Sa célébrité est sans doute pour quelque chose dans un tel attachement, professionnel comme amical, à sa personne, mais l’essentiel, Dieu merci, est ailleurs. Comme tout humain plongé jusqu’au cou dans une situation de vulnérabilité extrême, Kureishi invite à la compassion, à l’amabilité, à l’altruisme. S’y mêle une composante plus difficile à énoncer, mais qu’il s’ingénie à mettre noir sur blanc. Chacun de nous, plus ou moins confusément, se doute bien qu’il ou elle connaîtra, tôt ou tard, un problème de santé « cataclysmique et qui fera de nous des gens isolés et apeurés ». Quelle sera alors notre réaction ? Ferai-je preuve du même courage, ou du même dévouement envers un proche pareillement « humilié » ? Touché par la grâce avec laquelle l’écrivain compose ce « mélange de tragédie et de farce », d’indignité et de résilience, on se surprend à éprouver, quand bien même le mot ne serait jamais prononcé, quelque chose de l’ordre de la caritas, ce qui, dans un récit allant d’un Noël à un autre, ne saurait totalement surprendre. Ce que ce traumatisme corporel majeur est en mesure de révéler chez les autres n’est sans doute pas la moindre des leçons de ce livre débordant de la plus grande des sagesses.
On aura gardé la thérapie par l’écriture pour la bonne bouche. Réduit à n’être plus qu’une « grande mouche becketienne », Kureishi découvre en dictant ses textes comment exploiter au mieux ses réserves de créativité, qui paraissent inépuisables. Bien décidé à ne pas « sombrer », il embrasse avec rage et fougue cette forme d’écriture collaborative. On apprend que Carlo, l’un de ses fils, acteur et scénariste de son état, se bat avec son père pour obtenir de lui qu’il privilégie désormais une écriture plus directe, saisie sur le vif. Au plus près d’une vérité non retouchée, certes captée sans grand recul, mais prompte à faire feu de tout bois.

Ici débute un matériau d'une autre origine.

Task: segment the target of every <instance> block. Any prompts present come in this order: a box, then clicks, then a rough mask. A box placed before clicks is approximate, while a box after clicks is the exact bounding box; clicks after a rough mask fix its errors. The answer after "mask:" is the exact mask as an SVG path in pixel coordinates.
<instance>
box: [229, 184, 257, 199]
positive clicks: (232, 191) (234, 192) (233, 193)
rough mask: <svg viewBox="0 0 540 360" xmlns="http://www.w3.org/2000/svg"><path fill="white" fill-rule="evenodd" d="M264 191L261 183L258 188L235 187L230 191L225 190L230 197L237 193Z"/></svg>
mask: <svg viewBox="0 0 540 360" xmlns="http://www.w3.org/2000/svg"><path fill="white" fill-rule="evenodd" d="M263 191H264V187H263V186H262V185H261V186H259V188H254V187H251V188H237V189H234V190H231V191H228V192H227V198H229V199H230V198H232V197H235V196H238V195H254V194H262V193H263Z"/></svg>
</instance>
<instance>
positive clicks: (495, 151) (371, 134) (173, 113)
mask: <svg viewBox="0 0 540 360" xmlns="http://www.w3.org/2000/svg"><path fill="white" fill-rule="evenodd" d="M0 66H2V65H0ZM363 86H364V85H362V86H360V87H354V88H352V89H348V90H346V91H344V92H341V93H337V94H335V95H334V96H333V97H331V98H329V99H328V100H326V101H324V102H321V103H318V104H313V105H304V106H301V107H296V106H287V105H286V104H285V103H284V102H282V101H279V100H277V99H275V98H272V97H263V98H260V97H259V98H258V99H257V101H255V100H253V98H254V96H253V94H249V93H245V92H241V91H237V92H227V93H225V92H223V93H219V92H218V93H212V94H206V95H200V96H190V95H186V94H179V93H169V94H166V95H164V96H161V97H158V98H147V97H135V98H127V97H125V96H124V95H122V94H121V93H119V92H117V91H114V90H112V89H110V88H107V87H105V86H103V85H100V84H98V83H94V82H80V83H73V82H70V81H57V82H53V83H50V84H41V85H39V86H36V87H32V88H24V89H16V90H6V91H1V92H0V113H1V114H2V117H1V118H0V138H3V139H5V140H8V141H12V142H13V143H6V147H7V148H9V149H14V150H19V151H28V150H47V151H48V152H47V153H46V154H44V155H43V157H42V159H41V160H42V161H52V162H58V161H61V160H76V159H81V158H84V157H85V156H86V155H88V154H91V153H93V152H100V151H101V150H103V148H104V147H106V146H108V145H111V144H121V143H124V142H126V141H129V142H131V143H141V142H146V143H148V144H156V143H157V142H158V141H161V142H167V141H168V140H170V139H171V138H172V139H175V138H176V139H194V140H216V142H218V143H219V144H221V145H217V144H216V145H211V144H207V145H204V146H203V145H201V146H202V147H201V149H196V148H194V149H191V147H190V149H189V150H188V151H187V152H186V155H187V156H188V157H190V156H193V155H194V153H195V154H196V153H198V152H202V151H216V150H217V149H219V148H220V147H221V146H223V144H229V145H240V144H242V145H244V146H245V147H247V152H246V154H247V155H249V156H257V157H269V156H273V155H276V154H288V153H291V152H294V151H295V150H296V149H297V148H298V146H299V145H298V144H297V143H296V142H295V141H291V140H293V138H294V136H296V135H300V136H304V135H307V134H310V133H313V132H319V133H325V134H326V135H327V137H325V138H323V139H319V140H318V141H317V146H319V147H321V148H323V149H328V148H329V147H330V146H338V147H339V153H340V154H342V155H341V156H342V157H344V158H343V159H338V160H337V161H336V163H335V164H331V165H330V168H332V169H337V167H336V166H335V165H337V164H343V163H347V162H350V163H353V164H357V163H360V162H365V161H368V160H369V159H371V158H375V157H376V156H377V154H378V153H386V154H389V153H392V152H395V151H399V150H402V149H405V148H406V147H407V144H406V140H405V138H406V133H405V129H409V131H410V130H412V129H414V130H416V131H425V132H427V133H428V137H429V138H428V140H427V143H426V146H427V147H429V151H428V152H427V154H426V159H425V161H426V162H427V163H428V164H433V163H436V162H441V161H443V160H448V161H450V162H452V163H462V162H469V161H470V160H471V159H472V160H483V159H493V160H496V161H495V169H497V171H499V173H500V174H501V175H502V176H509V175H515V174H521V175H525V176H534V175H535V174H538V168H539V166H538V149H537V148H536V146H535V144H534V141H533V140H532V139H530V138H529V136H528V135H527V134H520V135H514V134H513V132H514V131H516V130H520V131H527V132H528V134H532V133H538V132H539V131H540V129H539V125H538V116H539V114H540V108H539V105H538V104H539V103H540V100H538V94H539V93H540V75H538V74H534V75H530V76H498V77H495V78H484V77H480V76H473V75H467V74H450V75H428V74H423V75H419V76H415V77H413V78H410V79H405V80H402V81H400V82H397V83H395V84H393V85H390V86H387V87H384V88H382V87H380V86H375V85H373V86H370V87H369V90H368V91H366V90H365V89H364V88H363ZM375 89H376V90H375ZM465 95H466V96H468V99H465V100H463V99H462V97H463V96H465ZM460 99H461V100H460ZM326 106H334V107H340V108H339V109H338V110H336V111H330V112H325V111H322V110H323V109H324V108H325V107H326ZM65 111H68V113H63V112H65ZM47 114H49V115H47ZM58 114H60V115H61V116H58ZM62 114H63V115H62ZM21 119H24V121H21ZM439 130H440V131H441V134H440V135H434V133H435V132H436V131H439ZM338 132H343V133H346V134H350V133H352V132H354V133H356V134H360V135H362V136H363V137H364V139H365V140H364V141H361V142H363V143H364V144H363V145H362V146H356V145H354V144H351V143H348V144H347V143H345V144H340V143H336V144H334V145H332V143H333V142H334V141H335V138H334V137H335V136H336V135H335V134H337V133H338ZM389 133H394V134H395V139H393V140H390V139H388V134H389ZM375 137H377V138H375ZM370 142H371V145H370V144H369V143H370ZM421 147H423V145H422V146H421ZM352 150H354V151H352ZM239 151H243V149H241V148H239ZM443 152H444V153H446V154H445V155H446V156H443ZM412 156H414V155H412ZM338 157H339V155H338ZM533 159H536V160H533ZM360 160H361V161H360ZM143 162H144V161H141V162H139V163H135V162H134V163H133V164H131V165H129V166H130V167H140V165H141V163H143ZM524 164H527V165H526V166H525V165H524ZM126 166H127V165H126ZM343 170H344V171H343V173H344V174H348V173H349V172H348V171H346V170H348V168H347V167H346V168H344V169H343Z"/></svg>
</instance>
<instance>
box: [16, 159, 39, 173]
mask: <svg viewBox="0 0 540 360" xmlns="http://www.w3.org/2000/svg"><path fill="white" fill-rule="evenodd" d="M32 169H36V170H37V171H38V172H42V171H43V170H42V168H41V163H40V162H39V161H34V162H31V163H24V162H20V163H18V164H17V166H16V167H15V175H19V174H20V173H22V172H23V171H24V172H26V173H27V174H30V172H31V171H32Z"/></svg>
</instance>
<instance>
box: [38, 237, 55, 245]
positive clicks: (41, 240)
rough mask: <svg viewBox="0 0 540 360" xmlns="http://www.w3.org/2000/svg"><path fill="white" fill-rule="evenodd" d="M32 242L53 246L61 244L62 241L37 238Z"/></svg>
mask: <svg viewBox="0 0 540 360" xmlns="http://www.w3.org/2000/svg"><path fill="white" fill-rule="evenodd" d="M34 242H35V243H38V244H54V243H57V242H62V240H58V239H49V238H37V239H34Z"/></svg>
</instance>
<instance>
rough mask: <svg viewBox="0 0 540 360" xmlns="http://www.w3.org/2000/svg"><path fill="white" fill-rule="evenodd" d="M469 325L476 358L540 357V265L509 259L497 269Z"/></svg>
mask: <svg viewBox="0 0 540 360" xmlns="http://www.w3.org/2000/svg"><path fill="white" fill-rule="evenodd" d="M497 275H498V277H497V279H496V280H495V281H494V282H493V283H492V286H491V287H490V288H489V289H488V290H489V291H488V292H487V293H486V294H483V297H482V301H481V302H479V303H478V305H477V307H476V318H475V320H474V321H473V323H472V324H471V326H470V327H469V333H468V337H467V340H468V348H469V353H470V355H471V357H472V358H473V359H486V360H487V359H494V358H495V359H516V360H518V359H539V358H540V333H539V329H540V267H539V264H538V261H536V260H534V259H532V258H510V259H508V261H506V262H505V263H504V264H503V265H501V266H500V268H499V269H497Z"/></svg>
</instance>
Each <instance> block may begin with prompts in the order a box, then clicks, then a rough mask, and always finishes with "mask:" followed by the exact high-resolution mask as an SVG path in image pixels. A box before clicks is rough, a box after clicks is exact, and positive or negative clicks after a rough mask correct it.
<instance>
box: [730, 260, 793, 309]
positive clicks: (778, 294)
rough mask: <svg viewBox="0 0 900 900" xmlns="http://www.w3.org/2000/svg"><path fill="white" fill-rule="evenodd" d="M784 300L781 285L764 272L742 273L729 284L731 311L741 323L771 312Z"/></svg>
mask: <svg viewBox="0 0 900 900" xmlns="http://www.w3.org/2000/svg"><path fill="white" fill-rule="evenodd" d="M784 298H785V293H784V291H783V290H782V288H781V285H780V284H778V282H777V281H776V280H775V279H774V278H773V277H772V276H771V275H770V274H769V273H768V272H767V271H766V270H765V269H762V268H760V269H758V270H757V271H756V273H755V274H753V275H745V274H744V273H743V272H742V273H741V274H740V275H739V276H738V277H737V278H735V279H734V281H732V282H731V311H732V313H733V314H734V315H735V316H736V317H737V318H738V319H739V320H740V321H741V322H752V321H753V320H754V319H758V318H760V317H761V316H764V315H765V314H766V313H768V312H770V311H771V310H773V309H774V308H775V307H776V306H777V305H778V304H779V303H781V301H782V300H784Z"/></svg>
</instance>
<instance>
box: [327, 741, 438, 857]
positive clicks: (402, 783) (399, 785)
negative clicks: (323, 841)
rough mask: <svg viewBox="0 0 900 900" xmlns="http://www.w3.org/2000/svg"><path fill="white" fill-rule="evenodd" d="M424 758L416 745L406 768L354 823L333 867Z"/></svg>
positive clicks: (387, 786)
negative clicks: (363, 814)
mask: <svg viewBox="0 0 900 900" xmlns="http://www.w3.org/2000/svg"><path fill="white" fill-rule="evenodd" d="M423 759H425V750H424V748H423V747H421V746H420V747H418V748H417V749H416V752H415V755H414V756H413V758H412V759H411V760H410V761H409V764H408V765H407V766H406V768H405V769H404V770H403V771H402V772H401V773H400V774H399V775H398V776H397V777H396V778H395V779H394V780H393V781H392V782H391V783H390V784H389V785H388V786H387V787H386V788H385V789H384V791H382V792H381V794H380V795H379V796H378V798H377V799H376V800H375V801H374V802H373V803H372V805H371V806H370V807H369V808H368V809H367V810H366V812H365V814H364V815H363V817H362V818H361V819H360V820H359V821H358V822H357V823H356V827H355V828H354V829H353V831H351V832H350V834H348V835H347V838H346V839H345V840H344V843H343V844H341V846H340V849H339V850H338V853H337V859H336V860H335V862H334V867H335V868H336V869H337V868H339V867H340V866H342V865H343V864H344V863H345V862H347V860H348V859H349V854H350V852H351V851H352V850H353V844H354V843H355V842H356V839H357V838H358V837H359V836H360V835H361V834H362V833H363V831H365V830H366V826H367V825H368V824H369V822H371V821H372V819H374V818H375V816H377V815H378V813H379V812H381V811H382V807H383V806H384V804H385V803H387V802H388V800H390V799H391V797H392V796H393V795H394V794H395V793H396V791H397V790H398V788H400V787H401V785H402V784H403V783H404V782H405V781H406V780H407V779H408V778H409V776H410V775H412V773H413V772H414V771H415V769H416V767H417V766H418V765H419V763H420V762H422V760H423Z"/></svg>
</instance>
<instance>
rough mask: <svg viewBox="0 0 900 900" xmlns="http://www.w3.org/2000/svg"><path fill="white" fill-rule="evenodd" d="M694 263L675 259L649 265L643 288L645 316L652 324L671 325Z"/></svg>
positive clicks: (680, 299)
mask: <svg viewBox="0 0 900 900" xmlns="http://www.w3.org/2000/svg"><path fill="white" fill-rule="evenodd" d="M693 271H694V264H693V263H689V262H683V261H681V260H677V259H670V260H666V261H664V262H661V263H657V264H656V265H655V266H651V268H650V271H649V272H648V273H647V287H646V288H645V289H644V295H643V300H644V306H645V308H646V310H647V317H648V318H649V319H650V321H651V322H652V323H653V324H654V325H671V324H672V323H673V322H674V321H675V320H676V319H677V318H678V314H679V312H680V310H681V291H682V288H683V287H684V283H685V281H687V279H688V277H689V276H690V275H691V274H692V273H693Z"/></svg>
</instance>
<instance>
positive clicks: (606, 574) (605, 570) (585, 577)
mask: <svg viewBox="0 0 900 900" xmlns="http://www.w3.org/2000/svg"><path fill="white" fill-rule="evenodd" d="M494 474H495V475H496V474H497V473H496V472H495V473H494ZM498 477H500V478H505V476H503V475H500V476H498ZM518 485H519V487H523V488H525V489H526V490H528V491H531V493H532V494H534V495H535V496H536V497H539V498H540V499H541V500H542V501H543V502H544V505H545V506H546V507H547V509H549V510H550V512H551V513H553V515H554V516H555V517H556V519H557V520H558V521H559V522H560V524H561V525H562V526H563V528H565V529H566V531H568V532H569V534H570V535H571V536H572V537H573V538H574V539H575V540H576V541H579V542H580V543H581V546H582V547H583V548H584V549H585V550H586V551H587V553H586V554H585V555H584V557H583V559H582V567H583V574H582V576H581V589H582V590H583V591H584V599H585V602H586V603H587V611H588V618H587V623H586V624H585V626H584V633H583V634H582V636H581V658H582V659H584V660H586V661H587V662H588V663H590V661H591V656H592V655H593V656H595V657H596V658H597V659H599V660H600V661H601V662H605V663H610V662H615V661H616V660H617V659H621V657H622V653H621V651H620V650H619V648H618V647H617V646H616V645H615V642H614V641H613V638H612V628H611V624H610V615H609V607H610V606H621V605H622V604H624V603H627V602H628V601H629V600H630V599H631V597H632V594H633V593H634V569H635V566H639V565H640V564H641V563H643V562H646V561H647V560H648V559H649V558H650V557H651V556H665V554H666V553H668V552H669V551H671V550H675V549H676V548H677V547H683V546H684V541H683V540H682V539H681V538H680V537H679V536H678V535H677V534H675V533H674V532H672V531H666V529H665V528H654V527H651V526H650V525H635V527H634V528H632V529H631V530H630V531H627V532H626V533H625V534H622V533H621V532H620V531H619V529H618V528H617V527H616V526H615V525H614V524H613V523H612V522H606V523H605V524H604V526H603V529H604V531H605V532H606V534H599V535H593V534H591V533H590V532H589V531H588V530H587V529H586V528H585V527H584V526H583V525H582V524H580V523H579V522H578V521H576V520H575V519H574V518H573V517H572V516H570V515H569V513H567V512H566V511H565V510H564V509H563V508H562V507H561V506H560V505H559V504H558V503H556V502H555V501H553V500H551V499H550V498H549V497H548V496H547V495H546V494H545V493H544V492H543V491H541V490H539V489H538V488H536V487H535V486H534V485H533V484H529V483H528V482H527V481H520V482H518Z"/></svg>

Aujourd’hui, l’écrivain s’est rapproché d’un embryon de « patience » face à son « calvaire », idéal qu’il croyait hors d’atteinte. La littérature n’y est pas étrangère : en parfait dilettante, le boulimique lecteur évoque, mais sans insister, de possibles analogies avec Kafka et La métamorphose, Dostoïevski et ses Carnets du sous-sol, Rushdie et Le couteau, mais aussi Proust – un jour qu’il accusait sa femme d’avoir égaré l’une de ses précieuses chroniques à la suite d’une mauvaise manipulation sur Internet, elle lui avait rétorqué qu’il faisait « comme si, moi, Marcel Proust, je venais de rédiger La Recherche du temps perdu sur un rouleau de papier toilette avec lequel un giton se serait essuyé les fesses ». Plus que tout, toutefois, c’est la fidélité à ce qu’il est, un drôle d’Anglo-Indien, qui détermine, aujourd’hui comme hier, son destin « fracassé ». Ainsi ceux qui l’aident dans sa vie de tous les jours sont-ils tous des migrants, et chacun d’eux vient du sous-continent indien. Après près de quarante ans passés à évoluer dans un monde de « Blancs », le voici rattrapé par les ressortissants du pays de son père. La boucle est bouclée.